Yah, itu tergantung pada hidangan Thailand individu atau hidangan India dan bagaimana dimasak, tentu saja. Tapi saya mengerti apa yang Anda bicarakan. Namun, perbedaan dalam sensasi panas bukan karena jenis lada yang digunakan. Ini semua tentang lemak, sungguh.
Seringkali masakan Thailand dibuat dengan paprika segar, dan mengandung banyak asam dan garam di dalamnya (dari jeruk, asam, dan rasa lainnya) tetapi sangat sedikit lemak (relatif). Karena itu, banyak masakan Thailand yang meledak dengan cepat dan panas yang hilang dengan cepat. Paragon dari ini mungkin salad Thailand, seperti larb atau salad mangga hijau, yang sangat asam dan sangat pedas.
Di sisi lain, sebagian besar makanan Anglo-India (akrab bagi orang Amerika dan Inggris) dalam bentuk "kari" yang menggunakan bahan dasar susu yang dimasak lambat (mentega, susu, dan / atau keju), dan dibumbui dengan tanah kering atau cabai utuh. Akibatnya, ketika Anda pertama kali merasakannya, lemak menyembunyikan capsicum dari lidah Anda, secara bertahap mengungkapkannya saat air liur Anda memecahnya. Oleh karena itu "pembakaran lambat". (Saya sudah mencoba mencari referensi medis untuk tautan ini, tetapi belum bisa).

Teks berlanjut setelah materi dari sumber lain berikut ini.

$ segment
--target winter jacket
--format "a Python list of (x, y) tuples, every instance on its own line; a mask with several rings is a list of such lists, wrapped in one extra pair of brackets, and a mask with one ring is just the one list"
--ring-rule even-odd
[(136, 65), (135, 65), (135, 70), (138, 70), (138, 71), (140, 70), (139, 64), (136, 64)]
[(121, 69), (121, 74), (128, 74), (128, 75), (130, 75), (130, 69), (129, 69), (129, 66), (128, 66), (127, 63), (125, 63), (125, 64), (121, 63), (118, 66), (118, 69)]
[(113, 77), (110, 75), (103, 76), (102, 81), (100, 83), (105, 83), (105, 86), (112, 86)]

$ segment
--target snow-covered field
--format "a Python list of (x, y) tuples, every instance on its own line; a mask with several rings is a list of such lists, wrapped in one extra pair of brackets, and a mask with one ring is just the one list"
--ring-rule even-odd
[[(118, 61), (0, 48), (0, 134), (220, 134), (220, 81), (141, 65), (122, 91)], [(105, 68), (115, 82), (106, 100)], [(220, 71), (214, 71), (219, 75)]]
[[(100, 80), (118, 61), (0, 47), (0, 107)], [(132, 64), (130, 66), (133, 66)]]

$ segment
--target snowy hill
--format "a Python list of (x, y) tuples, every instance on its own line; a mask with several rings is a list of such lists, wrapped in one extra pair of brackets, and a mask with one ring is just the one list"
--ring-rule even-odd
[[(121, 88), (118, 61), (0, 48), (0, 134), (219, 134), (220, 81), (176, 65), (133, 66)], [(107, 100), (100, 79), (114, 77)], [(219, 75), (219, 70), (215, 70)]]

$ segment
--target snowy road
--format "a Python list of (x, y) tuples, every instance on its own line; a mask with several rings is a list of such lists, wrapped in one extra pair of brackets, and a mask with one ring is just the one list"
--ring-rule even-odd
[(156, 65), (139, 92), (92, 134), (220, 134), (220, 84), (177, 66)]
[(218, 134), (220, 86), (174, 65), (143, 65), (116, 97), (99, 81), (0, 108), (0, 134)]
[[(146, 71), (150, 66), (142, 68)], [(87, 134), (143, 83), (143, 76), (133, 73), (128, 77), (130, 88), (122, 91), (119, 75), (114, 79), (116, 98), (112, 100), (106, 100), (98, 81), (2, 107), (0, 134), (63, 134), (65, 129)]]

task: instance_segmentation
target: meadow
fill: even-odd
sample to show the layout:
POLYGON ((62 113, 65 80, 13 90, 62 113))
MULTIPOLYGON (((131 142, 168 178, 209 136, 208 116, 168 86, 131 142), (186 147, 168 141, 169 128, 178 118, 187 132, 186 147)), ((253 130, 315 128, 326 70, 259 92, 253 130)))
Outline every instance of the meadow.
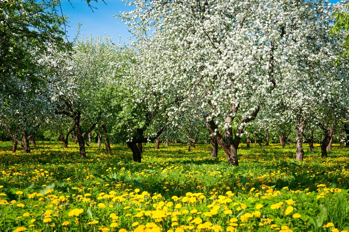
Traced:
POLYGON ((132 161, 126 146, 39 142, 31 153, 0 142, 0 231, 349 231, 349 148, 320 157, 305 145, 242 144, 239 166, 209 145, 143 146, 132 161))

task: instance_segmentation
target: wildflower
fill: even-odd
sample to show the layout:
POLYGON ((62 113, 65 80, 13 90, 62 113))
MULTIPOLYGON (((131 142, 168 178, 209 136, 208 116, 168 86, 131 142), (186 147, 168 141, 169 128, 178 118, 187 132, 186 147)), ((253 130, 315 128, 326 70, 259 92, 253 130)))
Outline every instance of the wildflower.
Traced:
POLYGON ((69 216, 79 216, 80 213, 84 211, 83 209, 75 209, 71 210, 68 213, 68 215, 69 216))
POLYGON ((27 228, 23 226, 20 226, 16 230, 13 231, 13 232, 21 232, 27 230, 27 228))
POLYGON ((300 215, 296 213, 292 216, 292 217, 294 218, 298 218, 300 217, 300 215))
POLYGON ((110 224, 110 227, 112 228, 114 228, 118 226, 118 225, 119 225, 119 224, 118 223, 113 222, 113 223, 112 223, 111 224, 110 224))
POLYGON ((285 215, 288 215, 292 211, 293 211, 293 207, 292 206, 289 206, 285 210, 285 215))

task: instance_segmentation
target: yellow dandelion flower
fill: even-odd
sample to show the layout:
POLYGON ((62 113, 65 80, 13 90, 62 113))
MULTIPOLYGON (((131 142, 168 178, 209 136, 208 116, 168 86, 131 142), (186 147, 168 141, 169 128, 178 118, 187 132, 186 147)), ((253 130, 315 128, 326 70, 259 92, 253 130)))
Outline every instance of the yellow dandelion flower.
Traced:
POLYGON ((194 220, 190 222, 192 223, 195 223, 195 224, 201 224, 202 222, 202 220, 200 218, 195 218, 194 220))
POLYGON ((294 218, 298 218, 300 217, 300 215, 296 213, 292 216, 292 217, 294 218))
POLYGON ((75 209, 69 211, 68 215, 69 217, 72 216, 79 216, 84 211, 83 209, 75 209))
POLYGON ((285 215, 288 215, 292 211, 293 211, 293 207, 292 206, 289 206, 285 210, 285 215))
POLYGON ((105 205, 103 203, 99 203, 98 204, 98 208, 101 209, 104 209, 105 208, 105 205))
POLYGON ((13 231, 13 232, 21 232, 27 230, 27 228, 23 226, 20 226, 16 230, 13 231))

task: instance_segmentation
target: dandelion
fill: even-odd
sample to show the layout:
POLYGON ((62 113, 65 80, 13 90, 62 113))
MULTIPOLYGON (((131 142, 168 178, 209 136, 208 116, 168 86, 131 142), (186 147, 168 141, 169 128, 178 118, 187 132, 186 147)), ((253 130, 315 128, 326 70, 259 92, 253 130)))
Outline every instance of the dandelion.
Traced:
POLYGON ((292 206, 289 206, 285 210, 285 215, 288 215, 292 211, 293 211, 293 207, 292 206))
POLYGON ((292 217, 294 218, 298 218, 300 217, 300 215, 296 213, 292 216, 292 217))
POLYGON ((21 232, 27 230, 27 228, 23 226, 20 226, 16 230, 13 231, 13 232, 21 232))
POLYGON ((71 210, 68 213, 68 215, 69 217, 72 216, 79 216, 84 211, 83 209, 75 209, 71 210))

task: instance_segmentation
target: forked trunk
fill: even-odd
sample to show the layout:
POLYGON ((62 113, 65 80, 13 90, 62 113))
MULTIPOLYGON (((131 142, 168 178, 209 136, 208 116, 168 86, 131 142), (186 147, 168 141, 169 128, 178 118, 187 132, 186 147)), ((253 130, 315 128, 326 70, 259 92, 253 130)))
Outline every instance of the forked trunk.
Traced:
POLYGON ((214 136, 211 136, 211 158, 215 158, 218 157, 218 143, 214 136))
POLYGON ((251 141, 250 140, 250 132, 247 133, 247 142, 246 142, 246 147, 250 147, 250 144, 251 143, 251 141))
POLYGON ((127 146, 132 151, 132 155, 133 157, 133 161, 139 163, 142 162, 142 156, 141 153, 139 151, 139 149, 137 146, 137 144, 133 142, 127 142, 127 146))
POLYGON ((160 148, 160 140, 157 138, 155 140, 155 149, 158 149, 160 148))
POLYGON ((327 147, 326 147, 326 150, 327 151, 332 151, 332 143, 333 141, 333 137, 334 136, 334 130, 333 130, 333 133, 332 135, 332 136, 331 137, 331 139, 330 139, 329 142, 328 143, 328 145, 327 145, 327 147))
POLYGON ((17 141, 17 139, 18 139, 18 136, 14 136, 14 138, 13 140, 13 145, 12 146, 12 153, 14 153, 16 152, 16 151, 17 150, 17 145, 18 144, 18 142, 17 141))

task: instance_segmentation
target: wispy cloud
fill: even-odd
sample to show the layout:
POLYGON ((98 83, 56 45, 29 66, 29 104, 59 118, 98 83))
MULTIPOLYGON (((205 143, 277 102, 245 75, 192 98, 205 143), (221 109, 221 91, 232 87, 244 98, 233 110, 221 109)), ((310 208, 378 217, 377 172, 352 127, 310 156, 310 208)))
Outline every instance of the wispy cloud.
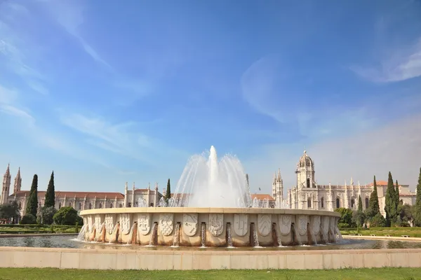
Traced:
POLYGON ((7 1, 0 9, 0 55, 5 63, 0 66, 21 77, 34 90, 43 94, 48 90, 43 83, 46 81, 36 66, 31 65, 32 49, 20 36, 20 32, 13 25, 16 22, 25 21, 29 15, 28 10, 23 6, 7 1))
MULTIPOLYGON (((387 178, 390 171, 401 183, 410 184, 413 191, 418 178, 421 155, 421 115, 411 115, 370 133, 335 137, 306 146, 315 162, 316 179, 319 184, 343 183, 353 177, 354 182, 370 183, 373 175, 387 178), (405 166, 405 168, 402 168, 405 166)), ((295 184, 295 165, 304 146, 268 145, 259 150, 258 155, 244 161, 250 172, 250 186, 267 186, 270 191, 273 173, 281 168, 284 192, 295 184), (280 159, 281 159, 280 160, 280 159)))
POLYGON ((83 6, 79 1, 45 1, 46 8, 51 15, 72 36, 74 36, 86 53, 93 59, 109 70, 112 67, 100 55, 91 44, 80 34, 80 29, 84 22, 83 6))
POLYGON ((375 83, 399 82, 421 76, 421 38, 409 48, 395 50, 377 66, 352 66, 351 70, 375 83))
POLYGON ((150 145, 146 136, 133 132, 136 130, 133 129, 135 123, 133 122, 113 124, 98 116, 88 118, 77 113, 62 114, 60 120, 89 136, 87 143, 127 157, 145 160, 138 150, 150 145), (143 141, 139 141, 140 139, 143 141))

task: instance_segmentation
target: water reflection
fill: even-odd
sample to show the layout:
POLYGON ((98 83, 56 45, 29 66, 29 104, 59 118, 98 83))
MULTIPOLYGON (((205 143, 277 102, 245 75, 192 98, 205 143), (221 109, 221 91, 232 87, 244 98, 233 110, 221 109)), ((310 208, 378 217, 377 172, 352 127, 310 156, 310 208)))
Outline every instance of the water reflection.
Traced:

Demikian pula, kari santan Thailand dapat membangun panas perlahan-lahan dan panas itu melekat pada Anda - karena cabai panas dimasak dalam lemak santan.
Kebetulan, tidak ada satu jenis cabai yang digunakan oleh kedua budaya tersebut. Orang Thailand memiliki lusinan varietas cabai dan India memiliki ratusan (serta selusin masakan daerah yang berbeda, beberapa di antaranya tidak pedas sama sekali). Di AS, ini cenderung dipersempit ke beberapa varietas lada yang berbeda (dan substitusi seperti jalapeños) karena ketersediaan terbatas. Bumbu yang Anda sebut "paprika merah" bisa berupa setengah lusin cabai kering yang berbeda-beda dengan rasa panas yang berbeda-beda.